Vinicius ne prêtait aucune attention aux paroles de Chilon.

Comme on approchait de la porte, un spectacle étrange s’offrit à leurs regards. L’Apôtre étant passé devant deux soldats, ceux-ci s’agenouillèrent tandis qu’il imposait les mains sur leurs casques de fer, puis les bénissait d’un signe de croix. Jamais encore il n’était venu à l’esprit du jeune patricien que des soldats pussent être chrétiens. Aussi songea-t-il avec étonnement à cette doctrine qui gagnait chaque jour de nouvelles âmes, s’étendait de façon insolite, comme dans une ville incendiée la flamme dévore à chaque minute de nouvelles constructions. C’était la preuve que, si Lygie avait voulu fuir la ville, elle eût trouvé sur son chemin des sentinelles qui eussent favorisé sa fuite. Il remercia les dieux que cette éventualité ne se fût pas produite.

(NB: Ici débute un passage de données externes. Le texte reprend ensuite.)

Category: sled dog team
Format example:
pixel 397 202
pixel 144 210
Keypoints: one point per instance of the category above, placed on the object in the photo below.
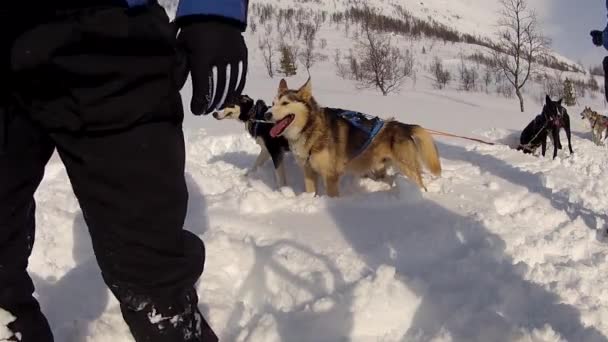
pixel 328 143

Après avoir dépassé les terrains vagues situés sous les murs de la ville, les petits groupes de chrétiens commencèrent à se disperser. Maintenant, il fallait suivre Lygie avec plus de précautions, de crainte d’attirer l’attention. Chilon recommençait à se plaindre des blessures et des crampes qu’il avait aux jambes, et il ralentissait de plus en plus sa marche. Vinicius le laissait faire, pensant que le Grec, faible et poltron, ne pouvait plus lui être d’une grande utilité. Il lui permit même de s’en aller s’il le voulait ; mais l’honorable sage hésitait. Retenu par la prudence, il était poussé par la curiosité. Il continua donc à les suivre et les rejoignit même pour les avertir que le vieillard qui accompagnait l’Apôtre pourrait bien être Glaucos lui-même, malgré qu’il l’eût cru plus grand.

Ils cheminèrent ainsi longtemps encore, jusqu’au Transtévère, et le soleil allait se lever lorsque le groupe dont Lygie faisait partie se divisa. L’Apôtre, la vieille femme et le jeune garçon prirent au long du fleuve, tandis que l’autre vieillard, Ursus et Lygie gagnaient une ruelle étroite pour entrer, cent pas plus loin, dans le vestibule d’une maison où l’on voyait deux boutiques, l’une d’un marchand d’olives, l’autre d’un marchand de volailles.

Chilon, qui suivait Vinicius et Croton à cinquante pas environ, s’arrêta brusquement, se colla au mur et les appela à voix basse.

Ils revinrent vers lui, afin de se concerter.

— Va voir, — lui enjoignit Vinicius, — si cette maison n’a pas une seconde issue sur une autre rue.

Chilon, qui, l’instant d’avant, se plaignait de blessures aux pieds, détala aussi vite que s’il eût été chaussé des ailes de Mercure et revint promptement.

— Non, — dit-il, — il n’y a pas d’autre issue.